Field of the Invention
This invention relates to the field of polymer applications for the treatment of wounds.
Background
Around the turn of the new millennium, commercially available hemostatic technologies abruptly changed from ancient to new-age. While cotton gauze had served as the gold standard for treatment of bad bleeds for thousands of years, it was displaced by an arsenal of new materials which had been engineered to rapidly stop bleeding from severe injuries of the extremities. Such technologies were useful to US soldiers in both Operation Iraqi Freedom and Operation Enduring Freedom. The key products contracted to the military include 1) Quikclot® (a registered trademark of Z-MEDICA, LLC) Combat Gauze, a gauze impregnated with kaolin nanoparticle powder which absorbs large amounts of water and hence concentrates clotting factors, 2) the Hemcon Patch® (a registered trademark of HemCon Medical Technologies, Inc.), a freeze-dried bandage composed of chitosan, a material extracted from shrimp shells, and 3) Woundstat® (a registered trademark of TraumaCure, Inc.), a clay mineral-based powder which, like Quikclot, absorbs high volumes of fluid quickly.
Although these products typically have done an adequate job of treating bleeding from extremities or superficial wounds in combat, they all have significant drawbacks. For example, Quikclot nanoparticles and Woundstat granules are very difficult to remove once an injured soldier arrives at a medical facility; this can cause permanent tissue scarring and/or peripheral clotting. Furthermore, these powders also pose a liability of blowing into the eyes of soldiers and medics in the field. The Hemcon Bandage is relatively easy to remove, but it offers little flexibility in application due to the preformed shape of the solid bandage. Combat Gauze, and other gauze types, requires significant manual packing and compression times which put the lives of field medics at significant risk, particularly when under fire. Indeed, the salient common denominator among all currently available hemostats is the requirement for sustained compression. It is also worth noting that even with sustained compression on the bleeding site, such products demonstrate only mediocre effectiveness in treating severe life-threatening bleeds on the battlefield.

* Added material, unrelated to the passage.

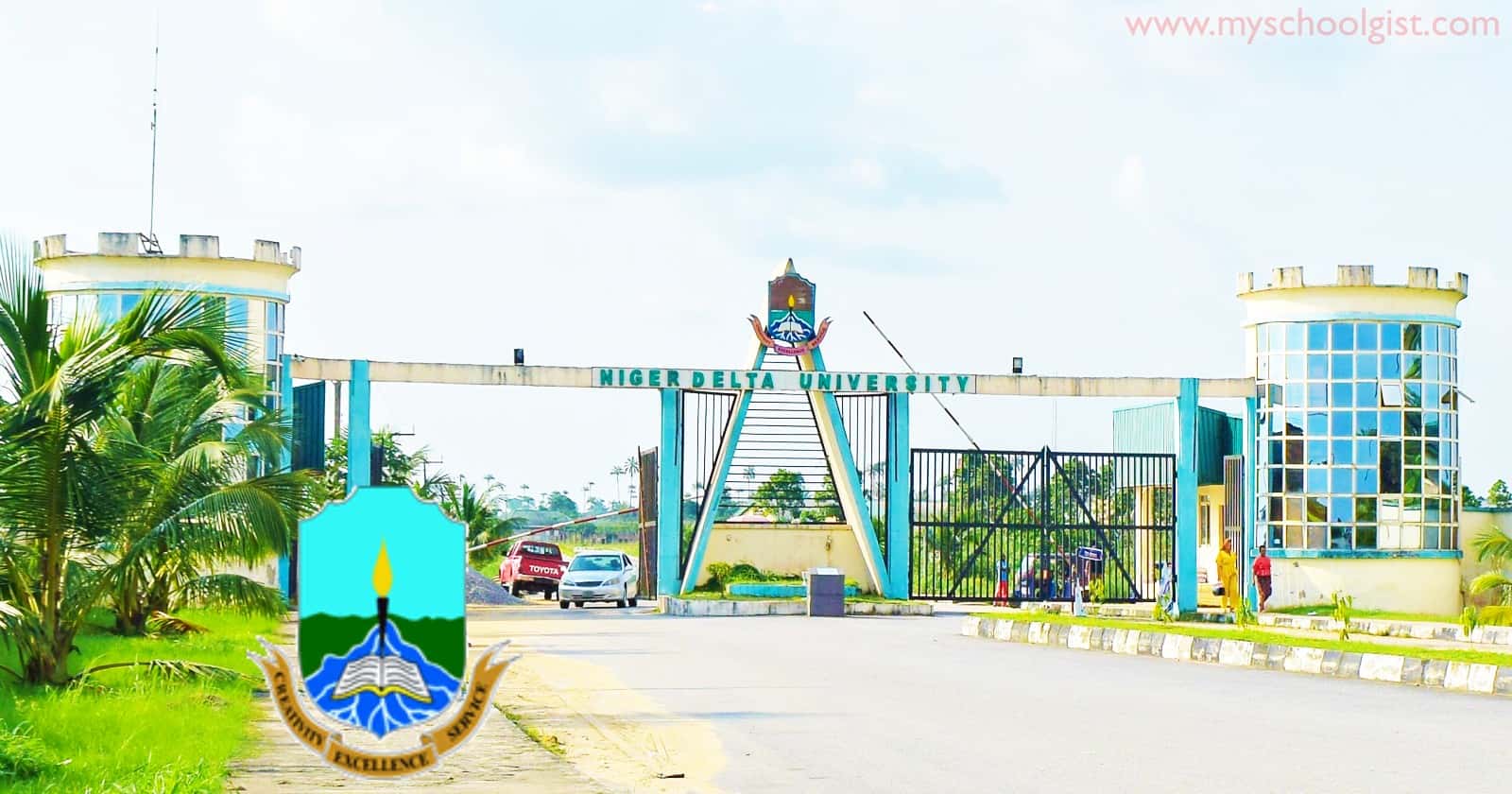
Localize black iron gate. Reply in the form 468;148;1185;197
909;448;1177;602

Like the solid, compressible products (gauze, bandage, powder) described above, countless other related technologies have also been developed over the last decade using essentially the same form factors and raw materials, with only incremental (or ambiguous) improvements demonstrated in pre-clinical studies. As such, a need exists for a hemostatic material which is easily packable and requires no sustained compression time. Of course, this material also should be highly effective, safe, low cost, durable and easily removable for it to be useful to military and civilian emergency medics.